Monday, August 26, 2013

Devolution of Life (Reverse Evolution)

Dr Abe V Rotor 
Destruction of the ecosystems 
Dichotomy of man's future, interpretation by two artists  

“Man has reversed the process of evolution and he has put into his hands the pattern and trends as he wishes, playing the role of his Creator.” - AVR
All living things, past and present, are progeny of evolution and are interconnected in one way or the other. And each one has a place in the phylogeny, the chart of evolution.

Imagine the organisms in countless numbers assigned in distinct groupings scientists call as “kingdoms,” with the ancient ones occupying the bottom, and the complex ones at the top. And each kingdom is divided into sub-groups arranged in the same pattern – from simple to complex members.

1. From the first Green Revolution – the transformation of man from hunter to farmer some 10,000 years ago – man has narrowed down the diversity of crops and animals according to his needs.

2. The loss of ecosystems all over the world as population and settlements continue to expand has not only predisposed species to extinction but caused permanent damage of these natural habitats, that it is virtually impossible to rebuild them back into their original states.

3. Life on earth is threatened by Global Warming which is causing sea level to rise and flood low lying area. On the hand polar ice and ice caps are melting. Global warming stirs climate change which is causing climatic disturbances. There is a increasing rate and intensity of typhoons, hurricanes, tornado, flooding, drought, and the like.

4. Pollution on land, water and air, in increasing levels brought about by industrialization, growing population and affluence of living, has triggered man-induced phenomena that threaten species and life itself.
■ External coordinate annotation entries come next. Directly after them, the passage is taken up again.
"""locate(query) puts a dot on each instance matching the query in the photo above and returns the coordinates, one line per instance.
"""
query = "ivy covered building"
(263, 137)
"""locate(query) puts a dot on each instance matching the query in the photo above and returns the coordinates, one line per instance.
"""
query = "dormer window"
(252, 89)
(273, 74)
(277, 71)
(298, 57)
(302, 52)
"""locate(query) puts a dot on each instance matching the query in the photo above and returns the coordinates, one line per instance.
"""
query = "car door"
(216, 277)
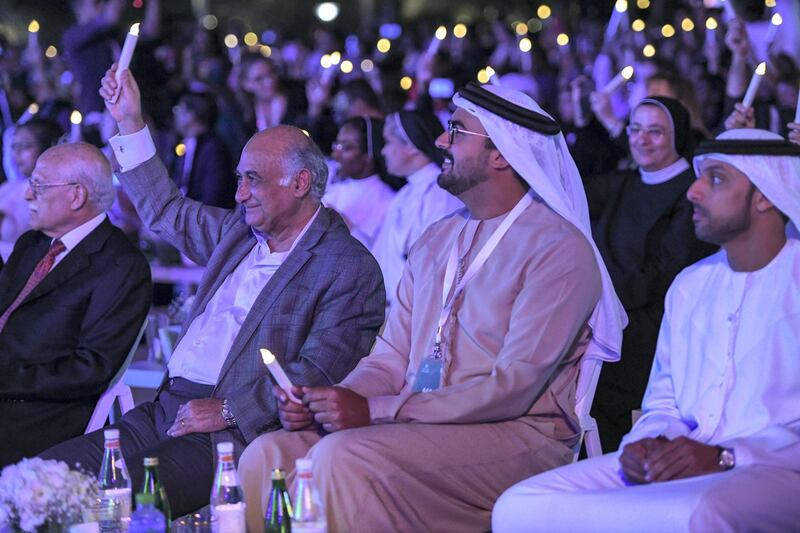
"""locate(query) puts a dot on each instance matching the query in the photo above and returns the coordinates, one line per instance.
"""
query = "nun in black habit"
(642, 224)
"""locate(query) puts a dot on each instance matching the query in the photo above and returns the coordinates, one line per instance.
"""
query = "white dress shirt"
(415, 207)
(200, 354)
(72, 238)
(727, 365)
(362, 203)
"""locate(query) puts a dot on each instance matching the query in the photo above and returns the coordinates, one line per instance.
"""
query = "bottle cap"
(225, 447)
(303, 464)
(144, 498)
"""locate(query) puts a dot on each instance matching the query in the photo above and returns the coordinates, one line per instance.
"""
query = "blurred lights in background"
(327, 11)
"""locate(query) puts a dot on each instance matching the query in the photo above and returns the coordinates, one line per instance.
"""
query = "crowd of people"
(430, 259)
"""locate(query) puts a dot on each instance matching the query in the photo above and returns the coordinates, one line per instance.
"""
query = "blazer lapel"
(21, 268)
(75, 261)
(276, 285)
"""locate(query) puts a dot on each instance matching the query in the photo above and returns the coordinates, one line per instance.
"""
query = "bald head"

5. Rapid population increase, industrialization and affluent living all lead to changing chemistry of the land, water and air. We do not only mix natural elements and compounds; we synthesize them into products foreign to nature. Plastics for example do not decompose, gases from car react to form acid rain, toxic metal run through the food chain and food web, and natural waterways are open sewers. These do not only disturb life; they maim, kill, annihilate; they turn productive areas into wastelands.

6. Man intrudes into the wildlife which continues to shrink. Gone is 80 percent of the rainforests of the world. Ninety percent of the coral reefs have been destroyed by over fishing and by reckless means. The grasslands are shrinking to give way to farming. The sea is being farmed. Islands are now owned by private persons and organizations.

7. Genetic engineering has broken down the barriers that separate species by directly combining genes of different organisms, thereby destroying the identity and integrity of species, and therefore change their behavior and interrelationships.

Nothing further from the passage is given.